For some reason or the other, lots of borrowers still hold on to the misconception that the interest rates offered by mortgage lenders are non-negotiable. This isn’t the case at all. If you are dissatisfied with the interest rate that the lender has quoted you, you may be able to bargain with the lender for a lower interest rate, provided that you have a valid reason to believe that you are being unfairly treated. You might negotiate with your lender to cut your interest rate and give better service terms if you have a good credit score or a strong repaying capability. You may also explore switching lenders if your current lender refuses to work with you on a solution.
Consider using online financial portals to negotiate a better deal and find the appropriate lender to provide details of your Pan Number for Banks when taking a home loan. These platforms allow you to easily evaluate and pick among the numerous lenders that are available, thereby assisting you in selecting the most appropriate lender for your needs and financial situation.

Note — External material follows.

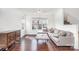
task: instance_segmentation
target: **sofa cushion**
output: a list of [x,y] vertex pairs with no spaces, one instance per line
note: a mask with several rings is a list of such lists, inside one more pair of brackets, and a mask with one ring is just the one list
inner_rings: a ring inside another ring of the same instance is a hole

Blindly choose the lender with the lowest interest rate.
With interest rates on house loans starting around 6.5 percent, the interest rate is unquestionably one of the most important considerations when selecting a lender for your home loan. However, it should not be the only aspect considered while making such a decision. There are many borrowers who naively choose the lender who offers the lowest housing loan rate without considering other variables such as the requirement of Pan Number for Banks, services offered (for example, additional top-up loan facility), maximum tenure, and payment modes, among other things. When selecting a lender, make certain to consider all of these considerations and to choose the lender who provides all of these services while also charging a lower interest rate than the competition. In some cases, a lender giving a slightly higher interest rate than a lender offering a lower interest rate may also be providing extra services and better terms of service than a lender offering a lower interest rate in the same situation.
A good credit score guarantees getting a home loan.

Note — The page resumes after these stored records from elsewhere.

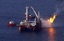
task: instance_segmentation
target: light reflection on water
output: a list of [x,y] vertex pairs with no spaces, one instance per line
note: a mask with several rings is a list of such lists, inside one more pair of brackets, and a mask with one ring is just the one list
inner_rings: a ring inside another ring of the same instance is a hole
[[48,28],[48,40],[49,41],[56,41],[55,40],[55,37],[56,37],[56,30],[51,27],[51,28]]

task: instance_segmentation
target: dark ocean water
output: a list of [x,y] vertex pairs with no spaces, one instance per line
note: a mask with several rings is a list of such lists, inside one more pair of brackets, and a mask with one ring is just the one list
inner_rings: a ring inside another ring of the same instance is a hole
[[57,4],[57,0],[0,0],[0,41],[64,41],[64,10],[56,17],[54,27],[40,32],[19,32],[18,27],[7,26],[10,20],[19,23],[24,18],[25,6],[33,6],[45,18],[52,16]]

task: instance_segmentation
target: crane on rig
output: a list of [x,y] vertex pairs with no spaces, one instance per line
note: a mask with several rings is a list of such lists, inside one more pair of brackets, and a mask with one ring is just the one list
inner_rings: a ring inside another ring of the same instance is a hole
[[[22,30],[40,30],[42,25],[41,25],[41,20],[40,20],[40,13],[36,13],[35,9],[31,6],[31,9],[33,10],[35,16],[32,16],[31,14],[29,15],[29,7],[26,6],[26,12],[25,12],[25,20],[22,20],[19,24],[15,24],[14,21],[9,21],[8,26],[9,27],[14,27],[18,26],[19,31]],[[33,19],[32,21],[30,19]]]

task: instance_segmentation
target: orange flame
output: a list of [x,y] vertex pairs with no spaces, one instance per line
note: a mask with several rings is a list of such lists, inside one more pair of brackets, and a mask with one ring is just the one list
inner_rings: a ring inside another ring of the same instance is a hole
[[50,17],[50,19],[48,20],[50,23],[53,23],[55,18],[56,18],[57,15],[53,15],[52,17]]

Many consumers are under the impression that having a higher credit score will automatically result in them being approved for a house loan for sure, especially if their KYC through Pan Number for Banks is done and the loan is under process. Although having a good credit score increases your chances of being approved for credit, it does not ensure that you will be approved. Your house loan application’s approval will be influenced by a variety of other characteristics, such as your age, your income, your debt to income ratio, your job and employer’s profile, and so on.

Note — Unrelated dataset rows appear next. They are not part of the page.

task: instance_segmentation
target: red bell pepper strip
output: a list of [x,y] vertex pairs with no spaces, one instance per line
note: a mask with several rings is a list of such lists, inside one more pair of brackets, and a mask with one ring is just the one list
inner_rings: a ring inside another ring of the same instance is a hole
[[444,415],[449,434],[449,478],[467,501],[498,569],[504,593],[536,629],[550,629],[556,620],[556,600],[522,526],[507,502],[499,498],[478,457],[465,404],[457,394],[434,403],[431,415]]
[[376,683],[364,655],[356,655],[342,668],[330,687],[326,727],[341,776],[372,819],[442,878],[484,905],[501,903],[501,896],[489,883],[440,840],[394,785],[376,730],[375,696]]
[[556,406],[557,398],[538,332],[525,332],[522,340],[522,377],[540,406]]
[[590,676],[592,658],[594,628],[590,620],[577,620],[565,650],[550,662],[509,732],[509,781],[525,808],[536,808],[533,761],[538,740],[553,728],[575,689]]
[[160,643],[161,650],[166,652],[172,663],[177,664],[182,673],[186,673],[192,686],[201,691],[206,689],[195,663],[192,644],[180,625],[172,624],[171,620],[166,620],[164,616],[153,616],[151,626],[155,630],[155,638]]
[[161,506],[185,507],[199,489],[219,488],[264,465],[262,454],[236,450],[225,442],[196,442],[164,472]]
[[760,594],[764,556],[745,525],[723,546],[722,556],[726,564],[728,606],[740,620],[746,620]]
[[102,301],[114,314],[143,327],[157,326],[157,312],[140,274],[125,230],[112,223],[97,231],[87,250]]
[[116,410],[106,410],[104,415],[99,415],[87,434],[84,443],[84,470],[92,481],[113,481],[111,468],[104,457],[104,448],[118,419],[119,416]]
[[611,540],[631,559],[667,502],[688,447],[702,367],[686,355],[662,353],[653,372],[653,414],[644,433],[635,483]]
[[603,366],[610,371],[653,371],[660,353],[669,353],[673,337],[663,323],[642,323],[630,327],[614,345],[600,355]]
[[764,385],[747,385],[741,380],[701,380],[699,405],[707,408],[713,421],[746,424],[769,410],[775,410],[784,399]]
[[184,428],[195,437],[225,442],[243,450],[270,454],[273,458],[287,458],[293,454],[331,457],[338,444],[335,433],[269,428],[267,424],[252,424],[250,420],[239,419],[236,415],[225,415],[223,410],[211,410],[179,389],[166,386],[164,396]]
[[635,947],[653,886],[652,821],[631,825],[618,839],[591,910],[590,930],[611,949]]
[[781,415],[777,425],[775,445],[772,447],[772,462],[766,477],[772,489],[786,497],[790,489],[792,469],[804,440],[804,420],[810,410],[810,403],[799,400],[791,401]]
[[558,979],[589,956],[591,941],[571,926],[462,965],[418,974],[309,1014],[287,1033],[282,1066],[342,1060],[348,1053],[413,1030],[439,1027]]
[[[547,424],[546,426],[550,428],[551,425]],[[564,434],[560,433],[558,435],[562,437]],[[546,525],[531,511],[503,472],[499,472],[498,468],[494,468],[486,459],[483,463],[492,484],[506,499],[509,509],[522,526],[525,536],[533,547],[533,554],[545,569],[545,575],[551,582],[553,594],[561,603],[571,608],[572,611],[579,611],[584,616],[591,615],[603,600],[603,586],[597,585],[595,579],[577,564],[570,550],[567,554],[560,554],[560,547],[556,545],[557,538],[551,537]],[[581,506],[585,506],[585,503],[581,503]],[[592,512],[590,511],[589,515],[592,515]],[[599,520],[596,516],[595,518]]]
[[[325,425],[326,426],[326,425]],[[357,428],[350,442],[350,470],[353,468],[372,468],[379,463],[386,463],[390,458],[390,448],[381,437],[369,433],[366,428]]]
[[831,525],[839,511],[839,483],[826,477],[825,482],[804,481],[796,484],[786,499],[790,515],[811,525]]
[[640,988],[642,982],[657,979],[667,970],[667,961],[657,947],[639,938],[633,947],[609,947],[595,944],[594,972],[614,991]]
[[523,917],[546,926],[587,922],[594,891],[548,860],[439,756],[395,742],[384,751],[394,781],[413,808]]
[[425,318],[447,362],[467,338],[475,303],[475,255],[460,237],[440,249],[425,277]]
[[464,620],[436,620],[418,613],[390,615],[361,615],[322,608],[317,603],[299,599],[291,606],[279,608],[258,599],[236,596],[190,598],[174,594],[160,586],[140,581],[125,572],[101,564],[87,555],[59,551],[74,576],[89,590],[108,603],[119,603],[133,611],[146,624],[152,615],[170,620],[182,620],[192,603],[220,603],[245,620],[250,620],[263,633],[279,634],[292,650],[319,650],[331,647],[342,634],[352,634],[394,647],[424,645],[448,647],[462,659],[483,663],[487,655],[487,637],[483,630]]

Before applying for a home loan, it’s a good idea to check your loan eligibility using an online loan eligibility calculator, which can be found on major financial markets’ portals. These assist the borrower in determining whether or not they are eligible for the loan, so removing the need to submit an application and wait for a response from the lending institution.
Foreclosure and prepayment involve penalty impositions by lenders.
Another common misconception about house loans is that lenders may take your Pan Number for Banks but still impose heavy fines and costs on borrowers who prepay their loans or default on their mortgages. This is not correct. According to the Reserve Bank of India’s directives, lenders are prohibited from charging any prepayment or foreclosure fees on floating rate house loans. Such fees, on the other hand, maybe imposed on fixed-rate house loans, the amount of which varies from lender to lender.
An increase in interest rates directly translates into an increase in monthly instalments.
When the Reserve Bank of India raises interest rates, many home loan borrowers’ first reaction is that their existing home loan’s EMIs will automatically increase, causing them to experience financial difficulties on a monthly basis. This is simply a misunderstanding. When interest rates are raised on loans, lenders typically offer to prolong the loan term in order to avoid an increase in your monthly instalment payment. However, because extending the loan term results in an increase in the total amount of interest paid, borrowers should pay the higher EMI if they are able to do so.
Furthermore, the increased interest rate will only become effective after the conclusion of your home loan’s reset term. Existing borrowers can also take advantage of the home loan balance transfer option if they are convinced that they would save a significant amount of money (through a lower interest rate) as a result of making this decision.